The colonel turned to leave.

“If yu a deestant smadi, mi wi gi yu a cotch.”

He knew Clarke understood him. “If you were a decent man, you’d stay a little while.”

“That’s the thing, Béne. I don’t feel so decent.”

And Clarke left through the portal.

“I wuk o soon done,” one of the men said to him. “We gon kill you.”

No more patois. He’d used it to disarm these two. “I’m going to give you a chance to leave here and we’ll forget this happened. That way you’ll stay alive. If you don’t, I’m going to kill you both.”

One of them laughed. “You nut dat good, Béne. A no lie. You gon die.”

He’d not had a fight in a long while, but that did not mean he’d forgotten how. He grew up in Spanish Town among some of the roughest gangs in the Caribbean and learned early on that to be a Rowe meant to be tough. Challenges came from all quarters, each pretender wanting to be the one who took Béne Rowe down. None had ever succeeded.

The two men flanked him. Neither was armed. Apparently they intended to kill him with their bare hands.

He almost smiled.

Apparently, the idea had been to lure him here using Frank Clarke. He wondered how much the gang had paid for that service, since little in Jamaica was free.

He studied the men. Both were tall and broad. Surely strong. But he wondered how tested they were. British redcoats had been the best-trained, best-equipped soldiers in the world. But a group of runaway slaves with little more than spears, knifes, and a few muskets brought them to their knees.

This was his world.

His time.

And nobody was going to take that from him.

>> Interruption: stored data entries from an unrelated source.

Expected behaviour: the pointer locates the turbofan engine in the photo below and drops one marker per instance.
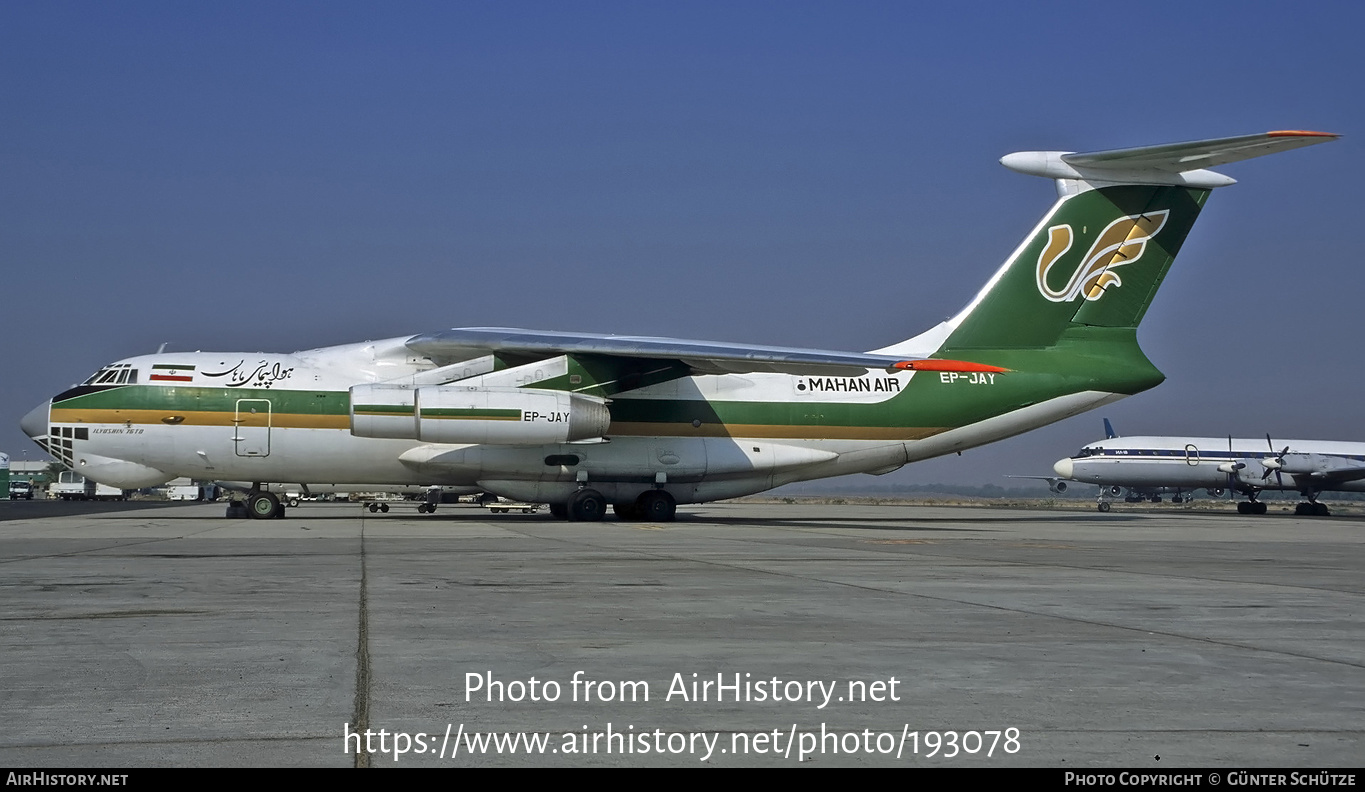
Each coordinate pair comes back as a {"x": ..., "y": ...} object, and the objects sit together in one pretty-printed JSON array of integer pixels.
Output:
[{"x": 477, "y": 415}]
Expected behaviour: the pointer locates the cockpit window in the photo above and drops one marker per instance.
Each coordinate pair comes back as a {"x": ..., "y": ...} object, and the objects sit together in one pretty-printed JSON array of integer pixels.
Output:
[{"x": 115, "y": 374}]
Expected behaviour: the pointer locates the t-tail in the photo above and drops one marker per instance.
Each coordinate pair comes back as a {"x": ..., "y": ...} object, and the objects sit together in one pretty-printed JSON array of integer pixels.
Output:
[{"x": 1072, "y": 295}]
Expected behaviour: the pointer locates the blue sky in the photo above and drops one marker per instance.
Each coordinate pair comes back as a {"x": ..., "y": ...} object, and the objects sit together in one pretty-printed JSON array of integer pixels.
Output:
[{"x": 277, "y": 176}]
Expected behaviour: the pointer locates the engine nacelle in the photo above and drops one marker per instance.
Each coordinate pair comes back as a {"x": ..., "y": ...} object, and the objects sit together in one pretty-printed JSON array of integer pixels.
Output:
[{"x": 477, "y": 415}]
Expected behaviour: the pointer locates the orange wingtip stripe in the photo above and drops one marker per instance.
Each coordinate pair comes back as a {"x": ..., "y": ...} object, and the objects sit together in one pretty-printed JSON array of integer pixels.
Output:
[
  {"x": 1301, "y": 134},
  {"x": 946, "y": 366}
]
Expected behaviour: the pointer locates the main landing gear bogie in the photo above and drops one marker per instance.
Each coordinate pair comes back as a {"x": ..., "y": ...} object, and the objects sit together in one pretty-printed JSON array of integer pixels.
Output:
[
  {"x": 590, "y": 505},
  {"x": 262, "y": 505}
]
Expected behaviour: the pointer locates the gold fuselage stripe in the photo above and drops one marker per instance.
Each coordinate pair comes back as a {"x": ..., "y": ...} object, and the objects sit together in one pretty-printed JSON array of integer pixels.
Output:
[{"x": 619, "y": 429}]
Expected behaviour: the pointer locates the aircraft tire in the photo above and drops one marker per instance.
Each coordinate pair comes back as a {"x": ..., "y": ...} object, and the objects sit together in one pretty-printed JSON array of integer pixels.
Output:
[
  {"x": 657, "y": 505},
  {"x": 587, "y": 505},
  {"x": 262, "y": 505}
]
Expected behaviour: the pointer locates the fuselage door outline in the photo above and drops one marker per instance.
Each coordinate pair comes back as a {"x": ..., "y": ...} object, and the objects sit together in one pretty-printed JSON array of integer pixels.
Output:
[{"x": 251, "y": 428}]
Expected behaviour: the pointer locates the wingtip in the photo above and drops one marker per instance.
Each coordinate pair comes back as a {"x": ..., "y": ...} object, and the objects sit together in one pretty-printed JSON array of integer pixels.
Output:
[{"x": 1301, "y": 134}]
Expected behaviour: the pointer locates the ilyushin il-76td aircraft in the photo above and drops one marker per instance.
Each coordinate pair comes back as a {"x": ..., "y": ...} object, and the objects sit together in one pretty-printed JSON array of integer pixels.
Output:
[{"x": 643, "y": 423}]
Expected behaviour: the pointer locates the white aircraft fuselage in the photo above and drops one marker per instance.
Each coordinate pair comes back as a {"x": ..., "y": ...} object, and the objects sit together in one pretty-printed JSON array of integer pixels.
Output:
[{"x": 643, "y": 423}]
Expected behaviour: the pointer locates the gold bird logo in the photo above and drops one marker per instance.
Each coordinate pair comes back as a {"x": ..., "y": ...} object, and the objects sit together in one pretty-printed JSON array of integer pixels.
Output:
[{"x": 1121, "y": 242}]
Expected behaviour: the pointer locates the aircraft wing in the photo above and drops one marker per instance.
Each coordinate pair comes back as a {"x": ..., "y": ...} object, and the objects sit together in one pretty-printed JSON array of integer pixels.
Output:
[{"x": 702, "y": 357}]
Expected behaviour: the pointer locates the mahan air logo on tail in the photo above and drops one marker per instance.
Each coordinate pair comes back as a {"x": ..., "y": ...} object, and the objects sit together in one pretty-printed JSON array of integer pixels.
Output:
[{"x": 1121, "y": 242}]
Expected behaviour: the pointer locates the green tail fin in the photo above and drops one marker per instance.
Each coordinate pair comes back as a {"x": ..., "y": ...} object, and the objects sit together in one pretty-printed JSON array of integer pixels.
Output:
[{"x": 1096, "y": 260}]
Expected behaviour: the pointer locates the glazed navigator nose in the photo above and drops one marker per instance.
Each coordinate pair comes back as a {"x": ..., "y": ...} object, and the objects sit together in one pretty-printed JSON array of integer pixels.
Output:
[{"x": 36, "y": 422}]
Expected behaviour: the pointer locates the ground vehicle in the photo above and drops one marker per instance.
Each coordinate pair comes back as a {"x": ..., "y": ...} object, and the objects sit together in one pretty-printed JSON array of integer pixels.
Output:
[
  {"x": 73, "y": 486},
  {"x": 505, "y": 505}
]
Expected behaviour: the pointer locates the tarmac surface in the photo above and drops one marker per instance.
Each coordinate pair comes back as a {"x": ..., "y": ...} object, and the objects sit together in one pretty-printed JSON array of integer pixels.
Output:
[{"x": 168, "y": 635}]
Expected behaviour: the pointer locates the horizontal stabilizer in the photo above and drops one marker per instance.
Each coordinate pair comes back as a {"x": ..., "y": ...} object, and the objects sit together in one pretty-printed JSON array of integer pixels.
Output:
[
  {"x": 1166, "y": 164},
  {"x": 703, "y": 357}
]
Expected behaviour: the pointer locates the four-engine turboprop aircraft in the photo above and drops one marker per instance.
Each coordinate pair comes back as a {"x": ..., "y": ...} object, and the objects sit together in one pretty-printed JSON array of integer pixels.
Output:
[
  {"x": 1309, "y": 467},
  {"x": 644, "y": 423}
]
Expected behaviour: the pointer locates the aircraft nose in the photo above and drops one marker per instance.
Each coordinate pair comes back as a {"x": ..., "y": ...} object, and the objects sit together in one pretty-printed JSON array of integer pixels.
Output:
[{"x": 36, "y": 422}]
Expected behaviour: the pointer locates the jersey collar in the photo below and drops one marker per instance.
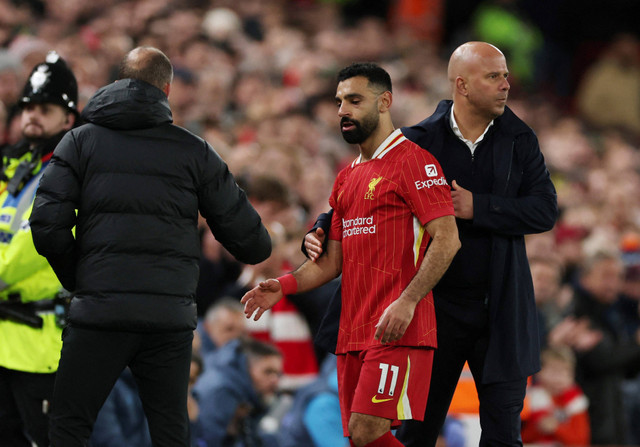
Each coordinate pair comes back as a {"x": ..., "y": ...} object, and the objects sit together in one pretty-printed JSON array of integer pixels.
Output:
[{"x": 396, "y": 137}]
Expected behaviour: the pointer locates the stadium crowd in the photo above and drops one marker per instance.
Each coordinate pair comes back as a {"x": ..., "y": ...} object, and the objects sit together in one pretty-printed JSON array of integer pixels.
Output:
[{"x": 256, "y": 79}]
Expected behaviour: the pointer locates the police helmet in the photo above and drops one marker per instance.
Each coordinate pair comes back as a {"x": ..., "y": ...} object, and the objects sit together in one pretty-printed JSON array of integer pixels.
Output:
[{"x": 52, "y": 82}]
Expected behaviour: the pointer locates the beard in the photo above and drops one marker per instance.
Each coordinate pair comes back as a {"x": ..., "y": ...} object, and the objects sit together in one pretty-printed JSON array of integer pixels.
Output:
[
  {"x": 361, "y": 129},
  {"x": 34, "y": 133}
]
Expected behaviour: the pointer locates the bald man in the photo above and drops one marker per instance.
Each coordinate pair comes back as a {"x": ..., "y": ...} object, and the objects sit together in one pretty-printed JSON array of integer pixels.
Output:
[{"x": 501, "y": 190}]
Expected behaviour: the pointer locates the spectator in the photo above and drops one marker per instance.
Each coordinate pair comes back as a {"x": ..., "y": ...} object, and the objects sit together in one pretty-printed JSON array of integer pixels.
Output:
[
  {"x": 609, "y": 91},
  {"x": 314, "y": 418},
  {"x": 223, "y": 322},
  {"x": 234, "y": 395},
  {"x": 551, "y": 304},
  {"x": 559, "y": 409},
  {"x": 601, "y": 369}
]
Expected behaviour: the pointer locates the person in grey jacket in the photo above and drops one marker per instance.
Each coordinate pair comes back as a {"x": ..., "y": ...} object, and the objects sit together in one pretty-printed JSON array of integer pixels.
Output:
[
  {"x": 132, "y": 184},
  {"x": 239, "y": 382}
]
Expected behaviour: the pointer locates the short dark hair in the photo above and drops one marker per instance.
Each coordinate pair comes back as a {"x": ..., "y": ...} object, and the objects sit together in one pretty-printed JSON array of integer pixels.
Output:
[
  {"x": 375, "y": 74},
  {"x": 147, "y": 64}
]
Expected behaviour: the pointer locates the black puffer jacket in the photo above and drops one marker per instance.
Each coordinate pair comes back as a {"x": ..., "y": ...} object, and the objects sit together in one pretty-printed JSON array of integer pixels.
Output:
[{"x": 137, "y": 182}]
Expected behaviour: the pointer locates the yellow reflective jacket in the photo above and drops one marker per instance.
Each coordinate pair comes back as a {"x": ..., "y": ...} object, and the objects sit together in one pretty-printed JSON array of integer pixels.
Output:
[{"x": 23, "y": 271}]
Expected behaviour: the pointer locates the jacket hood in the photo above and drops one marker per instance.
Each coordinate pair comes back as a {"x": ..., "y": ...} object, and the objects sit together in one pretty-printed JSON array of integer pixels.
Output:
[{"x": 128, "y": 104}]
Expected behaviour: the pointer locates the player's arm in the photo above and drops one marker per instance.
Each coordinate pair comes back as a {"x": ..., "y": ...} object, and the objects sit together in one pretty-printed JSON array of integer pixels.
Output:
[
  {"x": 315, "y": 241},
  {"x": 308, "y": 276},
  {"x": 444, "y": 244}
]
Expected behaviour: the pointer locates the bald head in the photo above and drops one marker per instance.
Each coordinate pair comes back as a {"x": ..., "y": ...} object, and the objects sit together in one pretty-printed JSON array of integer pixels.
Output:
[
  {"x": 147, "y": 64},
  {"x": 468, "y": 56},
  {"x": 478, "y": 74}
]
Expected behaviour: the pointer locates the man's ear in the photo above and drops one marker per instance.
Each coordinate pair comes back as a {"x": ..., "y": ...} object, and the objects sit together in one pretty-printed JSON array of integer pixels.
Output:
[
  {"x": 461, "y": 86},
  {"x": 384, "y": 101}
]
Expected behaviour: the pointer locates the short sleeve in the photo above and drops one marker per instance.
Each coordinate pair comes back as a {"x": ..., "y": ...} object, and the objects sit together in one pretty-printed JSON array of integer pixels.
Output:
[{"x": 425, "y": 188}]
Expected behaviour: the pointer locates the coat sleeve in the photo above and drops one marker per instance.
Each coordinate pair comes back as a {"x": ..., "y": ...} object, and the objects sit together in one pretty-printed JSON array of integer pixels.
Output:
[
  {"x": 54, "y": 212},
  {"x": 230, "y": 216},
  {"x": 534, "y": 209}
]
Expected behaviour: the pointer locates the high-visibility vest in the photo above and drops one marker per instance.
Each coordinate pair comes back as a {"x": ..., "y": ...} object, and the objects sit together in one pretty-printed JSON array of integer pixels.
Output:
[{"x": 27, "y": 276}]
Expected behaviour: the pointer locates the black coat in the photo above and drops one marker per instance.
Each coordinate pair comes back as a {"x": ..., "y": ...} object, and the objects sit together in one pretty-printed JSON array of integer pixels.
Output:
[
  {"x": 137, "y": 182},
  {"x": 522, "y": 201}
]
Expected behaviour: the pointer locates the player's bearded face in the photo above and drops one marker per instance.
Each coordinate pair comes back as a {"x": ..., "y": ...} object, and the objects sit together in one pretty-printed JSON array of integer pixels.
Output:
[{"x": 359, "y": 130}]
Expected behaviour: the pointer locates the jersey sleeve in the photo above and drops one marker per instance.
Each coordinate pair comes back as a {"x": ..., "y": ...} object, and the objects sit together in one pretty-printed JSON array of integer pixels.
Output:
[{"x": 425, "y": 187}]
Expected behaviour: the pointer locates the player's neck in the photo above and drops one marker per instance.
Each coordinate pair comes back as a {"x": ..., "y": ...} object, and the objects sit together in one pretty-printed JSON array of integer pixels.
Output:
[
  {"x": 371, "y": 144},
  {"x": 471, "y": 124}
]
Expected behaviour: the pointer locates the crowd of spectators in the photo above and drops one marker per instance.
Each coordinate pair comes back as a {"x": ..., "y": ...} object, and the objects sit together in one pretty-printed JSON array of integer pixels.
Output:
[{"x": 255, "y": 78}]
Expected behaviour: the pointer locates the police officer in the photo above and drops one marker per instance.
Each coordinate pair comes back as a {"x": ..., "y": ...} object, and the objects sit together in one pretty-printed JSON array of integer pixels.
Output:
[{"x": 30, "y": 336}]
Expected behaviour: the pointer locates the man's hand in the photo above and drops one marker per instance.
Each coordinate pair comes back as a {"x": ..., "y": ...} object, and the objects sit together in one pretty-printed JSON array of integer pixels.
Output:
[
  {"x": 313, "y": 243},
  {"x": 462, "y": 201},
  {"x": 261, "y": 298},
  {"x": 395, "y": 320}
]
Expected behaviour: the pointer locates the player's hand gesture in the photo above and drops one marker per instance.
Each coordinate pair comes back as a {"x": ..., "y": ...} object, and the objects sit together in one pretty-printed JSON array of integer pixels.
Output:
[
  {"x": 313, "y": 243},
  {"x": 261, "y": 298},
  {"x": 395, "y": 320}
]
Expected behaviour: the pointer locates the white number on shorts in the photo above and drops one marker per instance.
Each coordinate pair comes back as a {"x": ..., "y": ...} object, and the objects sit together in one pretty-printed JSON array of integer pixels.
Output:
[{"x": 383, "y": 378}]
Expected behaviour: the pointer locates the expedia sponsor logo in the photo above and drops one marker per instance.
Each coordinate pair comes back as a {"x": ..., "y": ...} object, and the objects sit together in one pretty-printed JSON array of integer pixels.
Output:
[
  {"x": 421, "y": 184},
  {"x": 359, "y": 225}
]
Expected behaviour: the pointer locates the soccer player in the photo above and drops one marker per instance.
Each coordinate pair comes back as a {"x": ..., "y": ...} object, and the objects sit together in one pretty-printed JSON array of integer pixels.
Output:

He pivoted, grabbed the nearest lantern by its handle, and hurled it at the man to his left. The projectile was deflected with a bat to the ground. It only broke the glass receptacle and spread the oil, which burst into flames, the fireball driving the one man back. He seized the moment to yank his trouser leg up and free the blade from its sheath.

A diving knife, used when he snorkeled. He kept the thick blade sharp, one edge serrated.

As the one man rounded the flames, he advanced on the other, faking right, then thrusting left, grabbing the man’s arm and whirling the body around. As he did the hand with the knife rushed up and, with one swipe, he opened the throat.

He shoved the man aside.

He heard the gurgle of breath and saw blood spurt out. The man reached for the wound, but there was nothing he could do. The body dropped to the ground, twitching in agony.

The other man pounced, but Béne was ready.